The less excusable stuff has some subtypes of its own. There are the people who have thrown a colorful coronavirus tarp across their existing work to increase its chances of publication and/or funding, for one. This is an old and not particularly honorable scientific tradition, but no one’s surprised by it (and I hope that no one’s impressed, either). Beyond that, unfortunately, are people publishing stuff that would probably never appear at all if it didn’t have the currently fashionable lipstick and rouge applied to it.

You can find many examples of this at literature watchdog sites such as Retraction Watch and For Better Science. For example, here’s a paper on the mental health effect of the pandemic that’s so useful that the authors published it three times in nearly identical form. And there’s been a flood of deeply unimpressive work on Vitamin D, which will make it even harder to figure out if there’s anything worthwhile in the idea to start with. And Retraction Watch has been keeping a list of Covid-19-related retractions and expressions of concern, which will surely grow ever longer. Of course, there are plenty of papers out there (in this field and others) that haven’t been retracted but sure look as if they should be.For example, this thing, which just recently appeared in Science of the Total Environment, an Elsevier journal that I’d never heard of. That’s no particular distinction – Elsevier has a lot of journals that no one has ever heard of, and quite a few that people wish that they never had heard of, either. The title of the paper really says it all: “Can Traditional Chinese Medicine provide insights into controlling the COVID-19 pandemic: Serpentinization-induced lithospheric long-wavelength magnetic anomalies in Proterozoic bedrocks in a weakened geomagnetic field mediate the aberrant transformation of biogenic molecules in COVID-19 via magnetic catalysis

That title is quite a ride. You have the unpromising TCM beginning, but then there’s a completely unexpected slide into geology, with a vertigo-inducing snapback at the end into biology via “magnetic catalysis”. Reading the paper itself does not resolve these feelings. It’s full of statements like “The discovery of the chiral-induced spin selectivity effect suggests that a resonant external magnetic field could alter the spin state of electrons in biogenic molecules and result in the magnetic catalysis of aberrant molecules and disease“, in which the verb “suggests” is doing an Olympic powerlift, and the weird and alarming “neither the SARS-CoV-2 infection nor the inflammatory reaction per se is the principal mediator of severe disease and mortality“. It’s the “serpentinization-induced resonant long-wavelength magnetic anomalies” that “induce the magnetic catalysis of iron oxides-silicate-like minerals (i.e., iron oxides, hyaline) from biogenic molecules and SARS-CoV-2 from endogenous viral elements in the genome“, you see. I realize that that last part might be hard to parse (I think they believe that viral particles are being produced endogenously?), but perhaps my house is built over the wrong kind of rock deposits or something. At any rate, one conclusion of the paper is that Nephrite-Jade amulets are appropriate personal protective measures against the pandemic, a recommendation is completely in line with best practices from the Neolithic Hemudu-Majiabang culture in China, and who should know better, I ask you.

I think this is a load of tripe, personally.
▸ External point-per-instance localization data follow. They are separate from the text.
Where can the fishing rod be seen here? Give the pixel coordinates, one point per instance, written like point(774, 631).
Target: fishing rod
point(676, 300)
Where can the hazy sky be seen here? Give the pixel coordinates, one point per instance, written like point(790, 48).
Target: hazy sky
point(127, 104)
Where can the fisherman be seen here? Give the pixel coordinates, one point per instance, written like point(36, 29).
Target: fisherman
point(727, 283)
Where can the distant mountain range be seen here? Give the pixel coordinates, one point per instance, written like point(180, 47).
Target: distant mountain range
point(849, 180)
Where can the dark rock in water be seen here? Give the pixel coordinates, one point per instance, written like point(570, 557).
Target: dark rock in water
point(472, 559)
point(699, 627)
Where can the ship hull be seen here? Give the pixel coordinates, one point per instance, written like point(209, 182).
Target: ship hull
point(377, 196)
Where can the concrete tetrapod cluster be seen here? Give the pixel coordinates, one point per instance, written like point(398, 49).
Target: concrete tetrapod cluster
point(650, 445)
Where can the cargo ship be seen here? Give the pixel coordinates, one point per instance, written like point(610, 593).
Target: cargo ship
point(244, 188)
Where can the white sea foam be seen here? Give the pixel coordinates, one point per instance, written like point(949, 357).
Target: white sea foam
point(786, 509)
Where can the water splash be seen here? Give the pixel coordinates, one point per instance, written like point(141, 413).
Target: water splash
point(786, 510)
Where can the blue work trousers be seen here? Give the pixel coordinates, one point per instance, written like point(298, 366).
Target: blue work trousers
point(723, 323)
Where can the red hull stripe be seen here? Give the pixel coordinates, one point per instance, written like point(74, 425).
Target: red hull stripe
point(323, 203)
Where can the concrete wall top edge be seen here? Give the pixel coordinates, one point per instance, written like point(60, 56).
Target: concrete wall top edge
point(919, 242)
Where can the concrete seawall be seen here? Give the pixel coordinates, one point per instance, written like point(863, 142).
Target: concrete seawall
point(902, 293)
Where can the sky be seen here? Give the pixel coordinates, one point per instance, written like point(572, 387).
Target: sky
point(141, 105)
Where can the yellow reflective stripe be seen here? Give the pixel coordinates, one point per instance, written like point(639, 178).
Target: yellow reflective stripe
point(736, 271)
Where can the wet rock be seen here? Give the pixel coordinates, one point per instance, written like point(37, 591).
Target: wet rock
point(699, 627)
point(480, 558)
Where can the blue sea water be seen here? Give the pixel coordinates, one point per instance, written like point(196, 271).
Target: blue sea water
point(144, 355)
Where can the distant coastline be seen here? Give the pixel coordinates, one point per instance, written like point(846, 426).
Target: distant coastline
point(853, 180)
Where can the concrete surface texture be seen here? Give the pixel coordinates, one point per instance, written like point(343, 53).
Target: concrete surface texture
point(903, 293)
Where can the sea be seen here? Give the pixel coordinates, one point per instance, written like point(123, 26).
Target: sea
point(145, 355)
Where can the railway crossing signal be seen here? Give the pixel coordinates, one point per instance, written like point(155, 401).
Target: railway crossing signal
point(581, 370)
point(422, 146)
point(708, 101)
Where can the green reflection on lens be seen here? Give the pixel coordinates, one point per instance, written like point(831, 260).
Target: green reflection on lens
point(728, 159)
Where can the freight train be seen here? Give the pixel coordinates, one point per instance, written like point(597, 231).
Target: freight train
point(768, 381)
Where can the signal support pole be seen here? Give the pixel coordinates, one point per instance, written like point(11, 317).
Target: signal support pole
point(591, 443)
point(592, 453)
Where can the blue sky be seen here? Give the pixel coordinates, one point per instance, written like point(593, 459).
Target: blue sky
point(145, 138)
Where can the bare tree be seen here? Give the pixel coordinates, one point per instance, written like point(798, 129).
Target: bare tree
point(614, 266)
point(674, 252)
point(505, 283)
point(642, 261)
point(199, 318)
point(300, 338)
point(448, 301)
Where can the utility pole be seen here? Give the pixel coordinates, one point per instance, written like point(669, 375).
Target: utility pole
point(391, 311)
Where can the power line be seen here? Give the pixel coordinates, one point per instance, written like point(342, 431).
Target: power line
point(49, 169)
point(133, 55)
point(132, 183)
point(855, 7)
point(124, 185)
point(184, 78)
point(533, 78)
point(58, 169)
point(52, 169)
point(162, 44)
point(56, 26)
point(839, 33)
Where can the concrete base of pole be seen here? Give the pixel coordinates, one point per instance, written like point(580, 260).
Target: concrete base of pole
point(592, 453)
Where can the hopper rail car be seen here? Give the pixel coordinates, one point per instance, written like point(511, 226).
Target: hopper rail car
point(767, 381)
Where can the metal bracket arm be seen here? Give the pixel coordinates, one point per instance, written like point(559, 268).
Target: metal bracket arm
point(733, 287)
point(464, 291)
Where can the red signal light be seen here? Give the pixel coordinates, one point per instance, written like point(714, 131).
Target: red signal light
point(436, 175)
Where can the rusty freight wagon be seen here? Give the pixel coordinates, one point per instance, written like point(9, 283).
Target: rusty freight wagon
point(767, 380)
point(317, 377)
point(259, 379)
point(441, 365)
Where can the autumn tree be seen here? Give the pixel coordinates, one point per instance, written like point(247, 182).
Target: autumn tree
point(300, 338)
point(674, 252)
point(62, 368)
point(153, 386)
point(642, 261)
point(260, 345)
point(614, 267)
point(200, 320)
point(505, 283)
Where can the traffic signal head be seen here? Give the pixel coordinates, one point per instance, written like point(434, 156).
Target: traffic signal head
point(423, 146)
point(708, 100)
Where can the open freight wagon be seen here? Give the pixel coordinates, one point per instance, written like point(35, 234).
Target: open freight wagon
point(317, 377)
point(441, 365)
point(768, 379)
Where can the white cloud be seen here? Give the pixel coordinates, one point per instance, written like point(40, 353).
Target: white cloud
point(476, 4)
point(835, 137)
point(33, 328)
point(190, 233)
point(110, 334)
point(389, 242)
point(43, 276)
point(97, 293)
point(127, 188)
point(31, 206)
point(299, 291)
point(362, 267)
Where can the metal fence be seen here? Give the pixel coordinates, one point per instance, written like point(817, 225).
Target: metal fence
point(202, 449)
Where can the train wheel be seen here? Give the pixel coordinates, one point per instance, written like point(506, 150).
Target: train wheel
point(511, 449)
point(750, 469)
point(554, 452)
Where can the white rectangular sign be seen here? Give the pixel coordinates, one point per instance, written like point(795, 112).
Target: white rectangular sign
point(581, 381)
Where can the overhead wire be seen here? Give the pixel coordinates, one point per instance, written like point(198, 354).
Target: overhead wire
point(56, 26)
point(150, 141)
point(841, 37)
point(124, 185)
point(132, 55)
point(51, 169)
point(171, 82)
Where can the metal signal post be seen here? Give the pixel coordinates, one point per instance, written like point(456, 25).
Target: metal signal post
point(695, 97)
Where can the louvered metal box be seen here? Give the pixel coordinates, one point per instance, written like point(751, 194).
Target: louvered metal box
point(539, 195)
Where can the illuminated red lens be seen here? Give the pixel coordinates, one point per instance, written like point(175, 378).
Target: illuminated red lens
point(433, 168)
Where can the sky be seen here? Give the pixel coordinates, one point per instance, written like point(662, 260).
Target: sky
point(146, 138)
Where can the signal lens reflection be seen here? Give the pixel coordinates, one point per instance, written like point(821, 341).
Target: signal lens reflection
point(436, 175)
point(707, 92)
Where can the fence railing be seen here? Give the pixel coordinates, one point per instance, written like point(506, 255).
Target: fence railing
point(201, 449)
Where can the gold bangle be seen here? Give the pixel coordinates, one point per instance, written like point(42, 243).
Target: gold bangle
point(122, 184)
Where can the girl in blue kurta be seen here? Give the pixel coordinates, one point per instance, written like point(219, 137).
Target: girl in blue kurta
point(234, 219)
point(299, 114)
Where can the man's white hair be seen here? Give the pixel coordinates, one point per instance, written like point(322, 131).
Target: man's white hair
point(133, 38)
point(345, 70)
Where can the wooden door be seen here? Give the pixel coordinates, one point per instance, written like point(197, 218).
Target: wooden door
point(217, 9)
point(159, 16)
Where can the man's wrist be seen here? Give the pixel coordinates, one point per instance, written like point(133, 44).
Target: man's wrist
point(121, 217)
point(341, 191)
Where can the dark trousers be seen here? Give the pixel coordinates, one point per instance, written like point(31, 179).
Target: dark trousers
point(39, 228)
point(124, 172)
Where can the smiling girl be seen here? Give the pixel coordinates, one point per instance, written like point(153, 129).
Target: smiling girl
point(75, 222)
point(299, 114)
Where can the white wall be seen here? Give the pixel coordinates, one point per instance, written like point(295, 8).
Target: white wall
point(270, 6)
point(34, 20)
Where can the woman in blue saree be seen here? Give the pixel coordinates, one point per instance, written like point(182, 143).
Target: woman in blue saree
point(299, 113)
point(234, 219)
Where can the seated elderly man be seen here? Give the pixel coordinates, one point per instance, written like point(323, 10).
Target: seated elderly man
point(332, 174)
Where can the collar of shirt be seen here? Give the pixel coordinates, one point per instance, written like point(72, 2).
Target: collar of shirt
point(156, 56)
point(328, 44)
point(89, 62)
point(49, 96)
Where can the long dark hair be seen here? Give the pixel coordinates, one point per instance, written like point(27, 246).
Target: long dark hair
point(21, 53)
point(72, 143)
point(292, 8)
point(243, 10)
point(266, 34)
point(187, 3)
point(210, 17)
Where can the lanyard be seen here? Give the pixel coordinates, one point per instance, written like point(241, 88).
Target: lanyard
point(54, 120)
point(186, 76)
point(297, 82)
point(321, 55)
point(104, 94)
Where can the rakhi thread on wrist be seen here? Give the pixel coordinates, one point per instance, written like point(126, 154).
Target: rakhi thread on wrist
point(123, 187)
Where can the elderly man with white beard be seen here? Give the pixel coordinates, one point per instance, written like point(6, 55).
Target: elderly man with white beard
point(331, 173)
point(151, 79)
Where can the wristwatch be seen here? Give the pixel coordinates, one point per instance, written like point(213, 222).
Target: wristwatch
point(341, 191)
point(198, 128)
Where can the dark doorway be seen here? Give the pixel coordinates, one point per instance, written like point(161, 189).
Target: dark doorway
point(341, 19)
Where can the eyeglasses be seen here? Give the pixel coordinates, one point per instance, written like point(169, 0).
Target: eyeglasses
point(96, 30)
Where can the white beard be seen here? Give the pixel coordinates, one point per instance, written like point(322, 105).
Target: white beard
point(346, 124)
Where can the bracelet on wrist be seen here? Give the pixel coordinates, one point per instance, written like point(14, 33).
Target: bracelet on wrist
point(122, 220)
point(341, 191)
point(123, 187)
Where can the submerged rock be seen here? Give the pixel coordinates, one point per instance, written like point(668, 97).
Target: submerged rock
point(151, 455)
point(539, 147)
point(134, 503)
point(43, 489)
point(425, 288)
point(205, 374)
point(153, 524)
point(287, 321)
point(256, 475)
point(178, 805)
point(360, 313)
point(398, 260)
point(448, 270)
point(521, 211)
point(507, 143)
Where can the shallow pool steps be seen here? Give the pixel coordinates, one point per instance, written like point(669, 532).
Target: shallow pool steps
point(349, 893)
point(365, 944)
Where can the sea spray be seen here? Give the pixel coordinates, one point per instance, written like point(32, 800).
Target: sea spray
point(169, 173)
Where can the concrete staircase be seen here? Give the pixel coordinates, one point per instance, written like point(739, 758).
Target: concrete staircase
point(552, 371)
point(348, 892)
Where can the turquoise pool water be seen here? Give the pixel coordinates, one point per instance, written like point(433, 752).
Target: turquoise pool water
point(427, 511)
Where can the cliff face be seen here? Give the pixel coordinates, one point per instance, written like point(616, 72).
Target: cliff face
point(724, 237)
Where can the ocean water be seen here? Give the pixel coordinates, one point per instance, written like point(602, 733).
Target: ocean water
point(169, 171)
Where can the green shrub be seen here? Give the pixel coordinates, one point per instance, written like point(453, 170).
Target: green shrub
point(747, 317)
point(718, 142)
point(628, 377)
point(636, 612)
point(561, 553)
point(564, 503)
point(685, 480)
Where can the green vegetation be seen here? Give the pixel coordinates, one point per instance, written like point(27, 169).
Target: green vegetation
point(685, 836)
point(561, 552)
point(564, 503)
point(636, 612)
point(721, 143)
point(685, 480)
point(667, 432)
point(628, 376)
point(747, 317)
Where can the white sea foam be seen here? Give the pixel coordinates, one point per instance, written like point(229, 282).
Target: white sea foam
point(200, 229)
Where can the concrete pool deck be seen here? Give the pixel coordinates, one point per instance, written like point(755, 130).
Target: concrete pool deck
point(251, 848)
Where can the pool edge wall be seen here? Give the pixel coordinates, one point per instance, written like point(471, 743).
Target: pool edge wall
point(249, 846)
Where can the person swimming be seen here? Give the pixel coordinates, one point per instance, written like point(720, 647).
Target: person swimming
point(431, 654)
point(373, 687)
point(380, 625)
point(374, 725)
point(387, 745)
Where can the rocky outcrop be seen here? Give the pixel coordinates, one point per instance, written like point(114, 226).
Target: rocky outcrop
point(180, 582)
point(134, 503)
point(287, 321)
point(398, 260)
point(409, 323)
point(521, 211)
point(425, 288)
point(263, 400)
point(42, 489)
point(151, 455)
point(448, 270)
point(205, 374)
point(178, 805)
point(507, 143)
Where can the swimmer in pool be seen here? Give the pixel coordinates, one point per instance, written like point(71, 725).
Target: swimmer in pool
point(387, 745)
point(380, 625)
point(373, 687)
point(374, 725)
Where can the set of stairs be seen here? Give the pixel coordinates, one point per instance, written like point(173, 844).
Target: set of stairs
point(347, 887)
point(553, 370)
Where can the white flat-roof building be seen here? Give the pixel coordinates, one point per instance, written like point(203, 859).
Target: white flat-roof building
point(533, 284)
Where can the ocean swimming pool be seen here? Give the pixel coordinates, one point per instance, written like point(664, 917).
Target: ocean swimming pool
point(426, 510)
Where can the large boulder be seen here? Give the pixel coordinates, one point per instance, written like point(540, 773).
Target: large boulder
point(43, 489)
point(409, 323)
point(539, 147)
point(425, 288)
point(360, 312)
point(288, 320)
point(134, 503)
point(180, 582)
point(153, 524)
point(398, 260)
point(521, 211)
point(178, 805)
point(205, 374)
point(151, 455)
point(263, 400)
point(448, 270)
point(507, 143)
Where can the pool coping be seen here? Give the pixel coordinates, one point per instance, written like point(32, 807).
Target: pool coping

Old, smelly, unsaleable tripe, the sort that George Orwell’s landlady was unsuccessfully trying to unload onto customers in The Road to Wigan Pier. I find the scientific rationales unconvincing and hand-waving, the attempt to dethrone the germ theory of disease quixotic at best, and the recommendation to wear jade amulets to protect from disease to be flat-out bizarre. The Retraction Watch post linked above has some e-mail correspondence with the editors of the journal and the authors of the paper itself, and those don’t make me any happier, either.

Extraordinary claims, after all, need extraordinary evidence, and this paper just doesn’t bring anything close to what would be needed for its conclusions. For its premises. It features a lot of wild leaps between unrelated phenomena, while all the while claiming that all of these steps are perfectly reasonable and well-precedented. If you don’t know anything about biology, about geology, or about physics it probably sounds impressive. But its peer review and publication do no credit to anyone involved – not the editors, nor the journal, nor Elsevier, nor the authors, and definitely not the University of Pittsburgh’s Graduate School of Public Health, where it originated.